L'Union
des Sociétés Minières aux Capitaux Chinois en République Démocratique du Congo
(USMCC) est montée au créneau pour réfuter les informations faisant état d'une
prétendue teneur excessive en uranium dans le cobalt produit par les
entreprises minières chinoises opérant dans le sud-est du pays.
Dans
une déclaration publiée le 5 août 2026, l'organisation qualifie ces allégations
de « rumeurs infondées » susceptibles de perturber le marché international du
cobalt et de porter atteinte à la réputation des producteurs concernés.
L'USMCC
affirme avoir procédé à des vérifications
Selon
l'association, une vérification approfondie menée auprès de ses entreprises
membres n'a révélé aucun dépassement des seuils réglementaires en uranium dans
les produits de cobalt extraits, transformés et exportés depuis le sud-est de
la RDC.
L'USMCC
indique que ses membres appliquent les dispositions du Code minier congolais
ainsi que les normes d'analyse reconnues sur le marché international.

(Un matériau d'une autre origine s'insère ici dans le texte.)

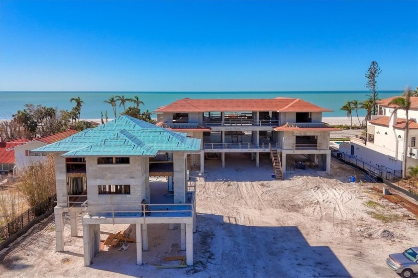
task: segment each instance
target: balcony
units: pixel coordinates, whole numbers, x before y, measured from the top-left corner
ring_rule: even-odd
[[[270,151],[271,144],[270,143],[205,143],[204,149],[208,150],[254,150]]]
[[[408,157],[418,159],[418,148],[410,147],[408,148]]]

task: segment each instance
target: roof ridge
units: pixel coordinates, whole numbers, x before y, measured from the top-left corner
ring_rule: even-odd
[[[300,99],[300,98],[295,98],[294,100],[293,100],[292,102],[291,102],[291,103],[290,103],[289,104],[288,104],[288,105],[287,105],[286,106],[285,106],[285,107],[282,108],[282,109],[284,110],[284,109],[286,109],[287,108],[289,108],[289,107],[290,107],[291,105],[294,104],[295,102],[296,102],[296,101],[297,101],[298,100],[299,100]]]

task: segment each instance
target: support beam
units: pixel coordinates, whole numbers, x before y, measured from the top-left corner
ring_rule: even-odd
[[[84,265],[90,265],[91,255],[90,254],[90,230],[88,224],[83,224],[83,247],[84,250]]]
[[[186,224],[180,224],[180,250],[186,250]]]
[[[148,224],[143,224],[142,226],[142,250],[148,250]],[[138,236],[136,237],[138,237]]]
[[[282,153],[282,172],[286,173],[286,154],[284,152]]]
[[[78,236],[77,231],[77,212],[74,209],[70,209],[70,223],[71,226],[71,236]]]
[[[55,240],[57,252],[64,251],[64,227],[62,213],[63,209],[56,206],[54,208],[54,216],[55,219]]]
[[[255,153],[255,166],[257,167],[260,166],[260,153]]]
[[[186,224],[186,263],[193,265],[193,225]]]
[[[144,224],[144,225],[146,225]],[[136,224],[136,264],[141,266],[142,264],[142,226]]]

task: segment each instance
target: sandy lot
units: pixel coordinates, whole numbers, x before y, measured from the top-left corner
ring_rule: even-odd
[[[227,156],[223,169],[220,161],[207,161],[207,173],[196,178],[193,267],[153,265],[185,254],[179,227],[166,225],[149,225],[144,265],[135,265],[134,244],[124,252],[105,247],[84,267],[83,240],[70,236],[68,218],[66,251],[54,251],[53,215],[0,253],[1,277],[396,278],[386,265],[388,254],[418,245],[418,226],[401,221],[405,209],[371,198],[371,184],[347,183],[362,173],[339,161],[333,159],[329,175],[297,170],[277,181],[269,160],[256,169],[237,158]],[[101,226],[104,232],[127,228]]]

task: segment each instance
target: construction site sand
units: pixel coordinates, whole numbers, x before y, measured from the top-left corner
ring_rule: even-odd
[[[0,253],[0,276],[398,277],[386,266],[386,258],[418,245],[418,227],[401,221],[404,209],[371,198],[372,185],[348,183],[351,176],[361,179],[361,172],[333,159],[331,175],[298,169],[286,175],[285,181],[275,181],[268,159],[261,159],[257,169],[247,158],[227,156],[223,169],[219,160],[207,161],[207,174],[196,178],[193,267],[157,269],[153,265],[178,265],[164,258],[185,254],[180,250],[179,227],[171,230],[167,225],[149,225],[149,249],[143,252],[143,265],[135,265],[133,243],[124,252],[105,247],[90,267],[84,267],[83,239],[70,236],[68,218],[66,251],[55,252],[52,215]],[[372,214],[394,218],[383,223]],[[129,227],[101,228],[116,232]],[[81,235],[81,223],[79,231]]]

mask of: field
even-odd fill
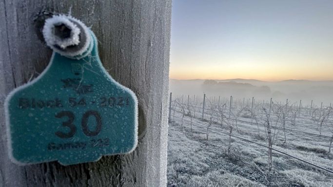
[[[272,107],[270,116],[271,126],[268,127],[258,117],[255,117],[261,114],[249,117],[245,115],[246,112],[243,112],[234,115],[237,122],[228,121],[229,109],[226,108],[227,112],[223,114],[226,119],[221,124],[217,116],[218,112],[215,112],[217,110],[214,106],[216,105],[213,102],[207,105],[203,120],[202,102],[183,103],[178,99],[172,103],[168,132],[168,187],[333,186],[332,173],[274,150],[272,152],[270,169],[269,148],[228,135],[231,132],[233,135],[276,149],[332,171],[333,155],[328,153],[332,136],[329,116],[325,123],[321,123],[320,131],[316,121],[307,119],[307,114],[312,114],[306,112],[305,107],[297,113],[296,117],[292,118],[289,115],[292,112],[287,112],[293,110],[291,106],[288,106],[288,110],[284,111],[285,115],[288,113],[289,116],[285,118],[284,126],[282,126],[283,121],[278,120],[278,107],[275,105],[275,108]],[[235,102],[234,105],[230,110],[232,116],[242,111],[239,106],[242,104]],[[247,105],[251,107],[251,103]],[[260,105],[254,105],[253,108],[257,109]],[[269,105],[265,106],[259,108],[262,110]],[[251,120],[253,123],[249,123]],[[205,127],[209,127],[208,139],[207,128]],[[267,136],[268,131],[274,134],[271,146]],[[321,136],[315,135],[320,133]]]

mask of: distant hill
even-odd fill
[[[303,103],[312,100],[318,103],[333,103],[333,81],[309,80],[285,80],[270,82],[256,79],[235,78],[209,80],[209,84],[204,84],[206,79],[170,79],[170,91],[175,94],[212,96],[233,95],[239,98],[274,99],[285,101],[286,98],[294,101],[302,99]],[[207,83],[207,81],[206,81]]]

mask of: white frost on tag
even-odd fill
[[[70,37],[64,39],[56,36],[55,33],[55,26],[65,24],[71,29]],[[57,45],[62,49],[65,49],[71,45],[78,45],[80,42],[79,35],[80,29],[68,19],[65,15],[54,16],[45,20],[43,35],[46,44],[51,48]]]

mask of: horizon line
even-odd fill
[[[309,80],[309,79],[285,79],[285,80],[276,80],[276,81],[267,81],[267,80],[259,80],[259,79],[246,79],[246,78],[228,78],[228,79],[212,79],[212,78],[208,78],[208,79],[205,79],[205,78],[192,78],[192,79],[177,79],[177,78],[169,78],[169,79],[173,79],[173,80],[255,80],[255,81],[261,81],[261,82],[283,82],[283,81],[312,81],[312,82],[328,82],[328,81],[333,81],[333,80]]]

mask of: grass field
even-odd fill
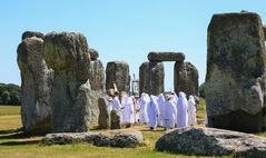
[[[197,113],[198,120],[204,119],[204,100]],[[20,131],[20,107],[0,106],[0,158],[186,158],[195,156],[174,155],[154,150],[156,140],[165,132],[149,131],[147,126],[135,126],[141,130],[145,142],[137,148],[95,147],[88,144],[66,146],[40,146],[42,137],[27,137]]]

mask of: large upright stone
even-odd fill
[[[105,98],[98,99],[99,113],[99,129],[108,129],[110,127],[110,116],[107,110],[107,101]]]
[[[81,33],[45,36],[43,53],[55,70],[51,92],[53,132],[87,131],[91,118],[90,55]]]
[[[106,68],[106,89],[114,88],[116,83],[119,91],[130,90],[129,66],[124,61],[110,61]]]
[[[98,99],[105,97],[106,90],[105,69],[99,59],[90,61],[89,81],[91,88],[90,126],[98,126]]]
[[[23,129],[31,134],[51,131],[50,93],[53,72],[47,67],[42,46],[42,39],[32,37],[24,38],[18,47],[22,90],[21,120]]]
[[[144,62],[139,67],[139,93],[165,92],[165,68],[162,62]]]
[[[184,61],[186,56],[183,52],[155,52],[148,55],[149,61]]]
[[[257,13],[214,14],[208,27],[208,126],[247,132],[265,128],[265,43]]]
[[[184,91],[189,95],[198,96],[198,70],[190,62],[176,62],[174,69],[175,92]]]

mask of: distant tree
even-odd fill
[[[199,97],[205,98],[205,82],[199,86]]]
[[[7,90],[2,92],[1,100],[2,100],[3,105],[8,105],[9,103],[10,95],[9,95],[9,92]]]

Elle
soutient que l'ensemble des produits commercialisés répond aux exigences en
vigueur en matière de qualité et de sécurité.
Des
traces naturelles, mais pas d'exploitation de l'uranium
L'organisation
rappelle que les activités liées à l'exploration, à l'exploitation, au
transport et au commerce de l'uranium relèvent exclusivement du contrôle des
autorités compétentes de la RDC.
Elle
précise également que les produits d'hydroxyde de cobalt peuvent contenir des
traces naturelles extrêmement faibles d'uranium, inhérentes à certains
minerais.
Toutefois,
ces concentrations seraient largement inférieures aux seuils permettant une
exploitation industrielle ou commerciale de cette substance radioactive et ne
modifieraient en rien la nature du produit destiné au marché du cobalt.
Un
appel à ne pas relayer les fausses informations
Face
à la circulation de ces informations, l'USMCC appelle ses partenaires
commerciaux, ses clients et les acteurs du secteur minier à faire preuve de
vigilance et à ne pas relayer des rumeurs non vérifiées.
L'association
assure que ses entreprises membres poursuivront le renforcement des contrôles
de qualité, notamment à travers des prélèvements réguliers et la publication
transparente des résultats des analyses, afin de préserver la crédibilité du
cobalt produit en République Démocratique du Congo.
Des
rumeurs dans les réseaux sociaux
Cette
mise au point intervient alors que des publications diffusées sur les réseaux
sociaux et dans certains milieux spécialisés affirmaient que le cobalt
provenant de mines exploitées par des entreprises chinoises dans le sud-est de
la RDC présenterait une concentration anormalement élevée en uranium.
Ces
allégations ont suscité des interrogations au sein de la filière, alors que la
RDC demeure le premier producteur mondial de cobalt, un minerai stratégique
indispensable à la fabrication des batteries destinées aux véhicules
électriques et aux équipements électroniques.
Le
secteur minier congolais, particulièrement dans les provinces du Lualaba et du
Haut-Katanga, est largement dominé par des entreprises à capitaux chinois, qui
exploitent une part importante de la production nationale de cuivre et de
cobalt.
La
qualité des minerais exportés et le respect des normes internationales
constituent des enjeux majeurs pour maintenir la confiance des marchés
mondiaux, dans un contexte où les exigences en matière de traçabilité, de
conformité environnementale et de contrôle des substances radioactives se
renforcent continuellement.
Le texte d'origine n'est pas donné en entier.